But what are you trying to compare, Bob? Evenness of illumination, resolution, contrast ... what? A gray card will only show you evenness of illumination. At f/2.8, it's a toss up between the two 50mm lenses to predict which will do better, although at copystand distances I'd put my bets on the dedicated macro lens.

A D-FA50 macro lens is designed to be best at flat-field imaging, stopped down to f/8-f/32, in the near-focusing range. An A50/1.4 is designed for general pictorial use at wide apertures, and will not perform at its best at copystand distances.

Comparing a DA40 and a M40 pancake makes more sense as they are both designed to do the same job of general pictorial work.

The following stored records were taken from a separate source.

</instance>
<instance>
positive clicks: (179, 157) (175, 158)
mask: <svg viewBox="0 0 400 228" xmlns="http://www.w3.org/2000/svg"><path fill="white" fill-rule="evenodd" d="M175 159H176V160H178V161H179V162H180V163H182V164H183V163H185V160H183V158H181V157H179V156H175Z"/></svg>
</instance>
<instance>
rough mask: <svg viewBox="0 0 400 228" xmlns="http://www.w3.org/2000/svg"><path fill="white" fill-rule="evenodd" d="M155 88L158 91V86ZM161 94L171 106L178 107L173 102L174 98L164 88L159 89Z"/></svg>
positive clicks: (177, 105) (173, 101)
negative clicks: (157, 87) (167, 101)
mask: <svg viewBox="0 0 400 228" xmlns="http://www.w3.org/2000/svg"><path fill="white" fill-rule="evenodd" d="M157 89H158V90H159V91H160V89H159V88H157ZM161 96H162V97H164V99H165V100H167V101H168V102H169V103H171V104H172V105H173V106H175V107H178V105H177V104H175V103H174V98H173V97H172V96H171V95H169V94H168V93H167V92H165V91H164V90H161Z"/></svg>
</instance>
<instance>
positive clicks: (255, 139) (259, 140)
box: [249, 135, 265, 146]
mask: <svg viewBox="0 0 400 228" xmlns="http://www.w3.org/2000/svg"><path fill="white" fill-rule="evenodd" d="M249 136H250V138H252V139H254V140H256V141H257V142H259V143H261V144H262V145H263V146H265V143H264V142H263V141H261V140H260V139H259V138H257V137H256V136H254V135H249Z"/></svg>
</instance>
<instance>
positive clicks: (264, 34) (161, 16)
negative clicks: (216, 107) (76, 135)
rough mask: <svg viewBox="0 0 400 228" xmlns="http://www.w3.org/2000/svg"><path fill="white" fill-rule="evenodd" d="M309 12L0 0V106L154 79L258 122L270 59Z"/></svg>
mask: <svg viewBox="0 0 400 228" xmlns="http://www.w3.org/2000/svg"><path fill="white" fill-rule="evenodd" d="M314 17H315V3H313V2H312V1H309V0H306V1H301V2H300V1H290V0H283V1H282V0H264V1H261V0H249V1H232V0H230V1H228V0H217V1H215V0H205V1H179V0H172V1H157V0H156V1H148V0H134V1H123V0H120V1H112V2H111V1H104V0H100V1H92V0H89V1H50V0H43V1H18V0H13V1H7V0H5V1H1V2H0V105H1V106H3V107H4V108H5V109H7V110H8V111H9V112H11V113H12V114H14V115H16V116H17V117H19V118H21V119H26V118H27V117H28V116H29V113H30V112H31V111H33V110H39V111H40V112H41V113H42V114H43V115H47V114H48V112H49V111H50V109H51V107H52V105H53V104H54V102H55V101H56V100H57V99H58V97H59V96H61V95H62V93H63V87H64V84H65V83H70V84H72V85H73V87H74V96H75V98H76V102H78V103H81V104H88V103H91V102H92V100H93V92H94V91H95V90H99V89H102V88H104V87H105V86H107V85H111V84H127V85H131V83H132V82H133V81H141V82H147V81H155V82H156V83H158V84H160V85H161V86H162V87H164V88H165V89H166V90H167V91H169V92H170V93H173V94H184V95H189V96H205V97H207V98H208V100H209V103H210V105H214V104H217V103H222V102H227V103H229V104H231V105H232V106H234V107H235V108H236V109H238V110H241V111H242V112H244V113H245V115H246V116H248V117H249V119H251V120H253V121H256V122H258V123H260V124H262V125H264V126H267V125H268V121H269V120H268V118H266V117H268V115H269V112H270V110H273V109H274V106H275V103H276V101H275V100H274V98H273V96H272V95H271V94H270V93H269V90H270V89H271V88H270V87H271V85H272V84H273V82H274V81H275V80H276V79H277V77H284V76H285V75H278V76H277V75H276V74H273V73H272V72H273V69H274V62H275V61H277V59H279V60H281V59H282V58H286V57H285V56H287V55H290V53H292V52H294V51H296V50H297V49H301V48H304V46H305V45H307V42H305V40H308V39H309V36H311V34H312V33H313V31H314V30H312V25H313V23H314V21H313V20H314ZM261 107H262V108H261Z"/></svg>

Unfortunately, the only lens I've got of the above four is an A50/1.4. I can shoot a gray card for you, but I doubt that it's going to tell you very much.

Godfrey


On Sep 5, 2005, at 1:52 PM, Bob Blakely wrote:

What I would be interested in, then, is D-FA50 Macro wide open and the A50/1.4 at the lowest common stop, or the DA40 and the SMC 40 at the lowest common stop.

Regards,
Bob...
---------------------------------------------------------------------- ------------------------------
By all means, marry. If you get a good wife, you'll become happy;
if you get a bad one, you'll become a philosopher.
- Socrates


From: "Godfrey DiGiorgi" <[EMAIL PROTECTED]>



There are no "digital" prime lenses between 20 and 35mm. Pentax lenses designed for digital SLRs, to date, include:

DA14
DA16-45
DA18-55
DA40
DA50-200
D-FA50 Macro
D-FA100 Macro

If I get a chance to set up my copystand and lighting, I'll make a gray card exposure with the A24/2.8 or FA35/2, but I doubt very much that you'll see anything different compared to making the same exposure on a 35mm film negative and then cropping the negative to the 16x24 sensor format dimensions.

Godfrey


On Sep 5, 2005, at 12:56 PM, Bob Blakely wrote:


Yes. Also, if one of you digital dudes would shoot a gray card frame edge to frame edge with one of your digital primes (say between 20 and 35 mm or so) and one of your film primes of *equal* focal length, I would be interested in comparing light fall off at the corners. Tripod mount camera on centerline wit perpendicular from the center of the gray card. Light gray card evenly with two side lights placed on each side of the camera and such that there is no equal angle reflection from the light to the card to the lens. No flash. Just like you were photocopying art.